This is true for medical malpractice lawsuits in particular. Harvard University researchers who examined malpractice claims looking for frivolous lawsuits concluded “that portraits of a malpractice system that is stricken with frivolous litigation are overblown.” They went on to say that the system “performs reasonably well,” in weeding out meritless claims.

In fact, most people injured by malpractice don’t sue. Law professors David Hyman and Charles Silver estimate that there are nearly 12 times as many injuries caused by medical negligence as malpractice claims.

Similarly, the Institute of Medicine estimated in 1999 that 98,000 Americans die from medical errors, but fewer than 15,000 victims of medical malpractice received any compensation for their injuries that year. This means that between three and seven people died in 1999 from malpractice for every person who was compensated for malpractice.

Of the few payments to injured patients, the vast majority go to those who are killed or suffer significant, permanent injuries, such as quadriplegia or brain damage, that require extensive long-term medical treatment. (If the doctors and hospitals responsible for these injuries don’t pay these costs, then the rest of us pay for them.)

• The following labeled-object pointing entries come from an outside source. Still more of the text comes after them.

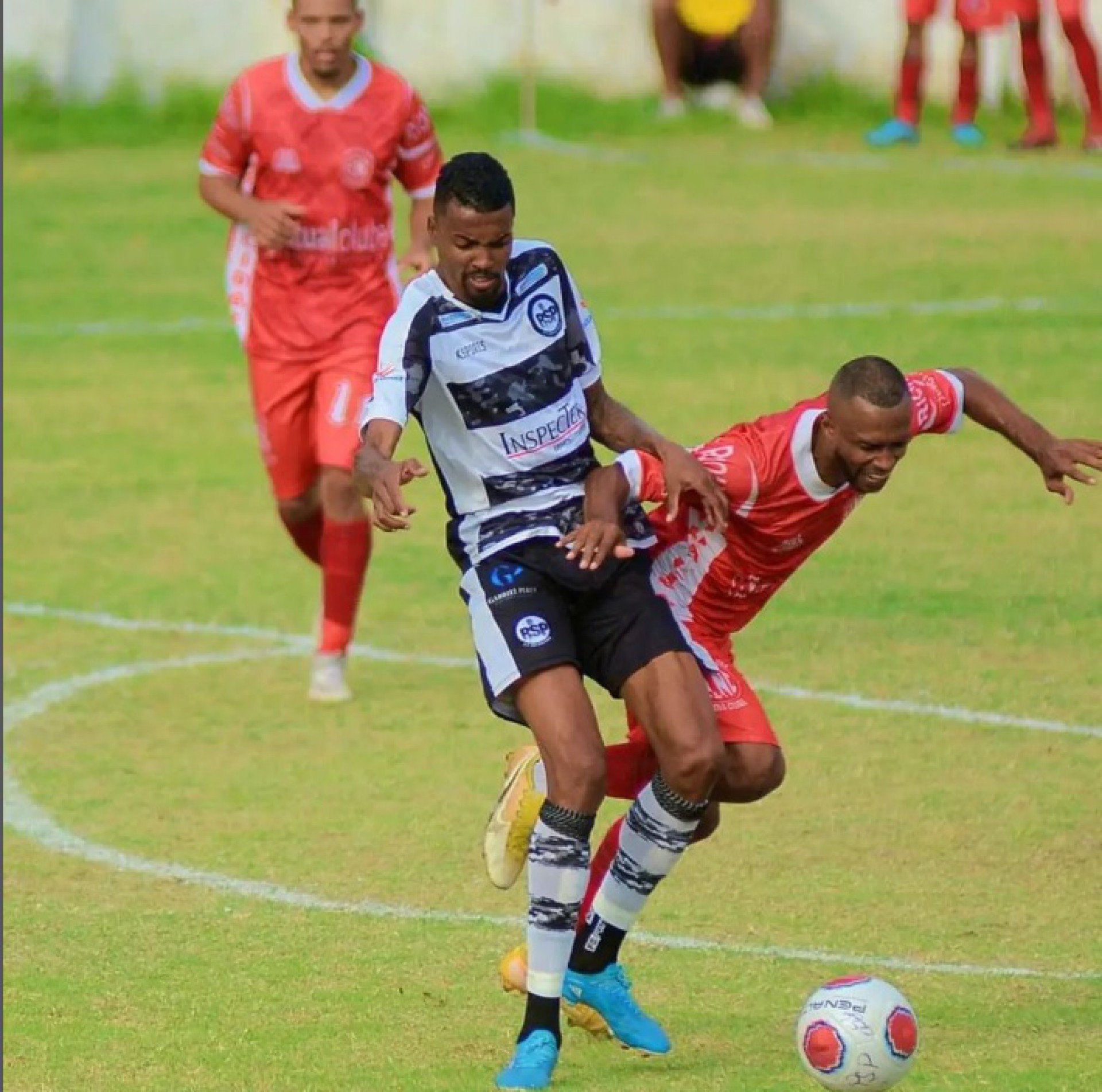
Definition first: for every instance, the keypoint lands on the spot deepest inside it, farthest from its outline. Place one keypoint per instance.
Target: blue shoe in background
(608, 993)
(968, 135)
(533, 1063)
(893, 133)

Why are frivolous medical malpractice lawsuits uncommon? Just ask well-known tort reform advocate Victor Schwartz, who admitted in a 2004 Los Angeles Times article, “There is no question that it is rare that frivolous suits are brought against doctors. They are too expensive to bring.”

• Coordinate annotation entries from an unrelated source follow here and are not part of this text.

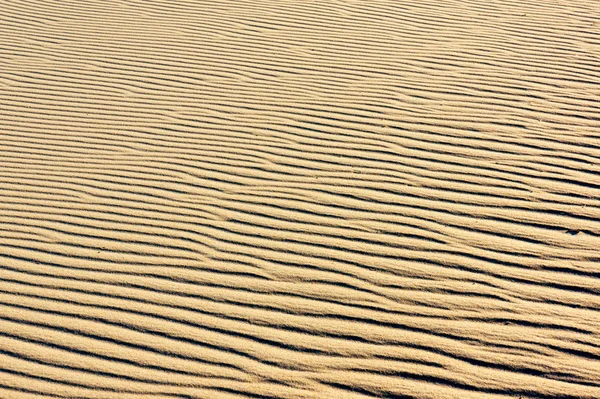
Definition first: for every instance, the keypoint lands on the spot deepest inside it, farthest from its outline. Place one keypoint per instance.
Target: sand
(299, 199)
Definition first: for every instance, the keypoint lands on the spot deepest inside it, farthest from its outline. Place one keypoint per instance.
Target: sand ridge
(299, 199)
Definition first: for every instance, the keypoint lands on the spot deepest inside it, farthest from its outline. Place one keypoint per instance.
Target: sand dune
(299, 199)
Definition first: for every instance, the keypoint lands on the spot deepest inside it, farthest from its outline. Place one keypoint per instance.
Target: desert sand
(299, 199)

Indeed, it is difficult even to bring a strong malpractice lawsuit. The costs of exchanging evidence, hiring expert witnesses and overcoming well-known jury bias in favor of doctors are only some of the obstacles. Further, these cases are taken primarily on a contingency fee basis, requiring lawyers to subsidize each case up front. As a result, many lawyers can afford to take only those cases that involve the most egregious conduct by health professionals and a patient who needs extensive future care (and therefore extensive compensation).

This leaves most malpractice victims without recourse. In a survey of plaintiffs’ attorneys, Herbert Kritzer of the University of Wisconsin found that malpractice lawyers rejected 80 percent or more of the requests they received to represent injured patients. To compound these problems, nearly all states have laws that limit monetary damages that victims can receive or create other hurdles for bringing even meritorious cases.

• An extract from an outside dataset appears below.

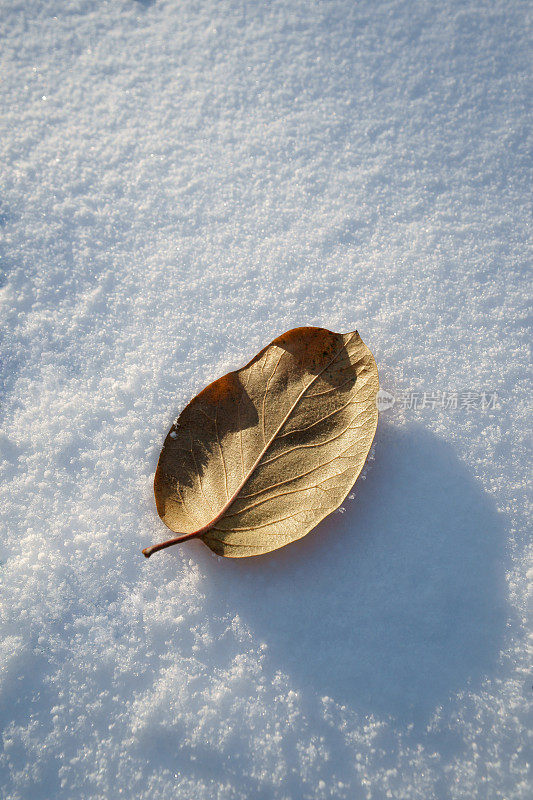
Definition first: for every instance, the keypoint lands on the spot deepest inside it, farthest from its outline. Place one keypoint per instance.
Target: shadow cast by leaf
(394, 605)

A federal law reducing medical liability would intensify the burdens on patients and their families, impose additional obstacles and ultimately leave them to find other ways to pay for medical costs caused by the health industry’s negligent or reckless acts. In most cases, the costs would fall on the rest of us through higher taxes and higher health insurance premiums. Meanwhile, the health industry would be free from taking responsibility.

Malpractice victims are already hurting, not just from the negligent acts that caused their or their family members’ debilitating injuries or deaths, but also from a political climate that aims to remove their right to hold wrongdoers accountable. And there are millions of medical malpractice victims every year.

President Obama said that he wants to cut the federal budget deficit without “doing it on the backs of our most vulnerable citizens.” If he is serious, then he needs to reassess his view on medical malpractice liability.

Christine Hines is the consumer and civil justice counsel for Public Citizen's Congress Watch.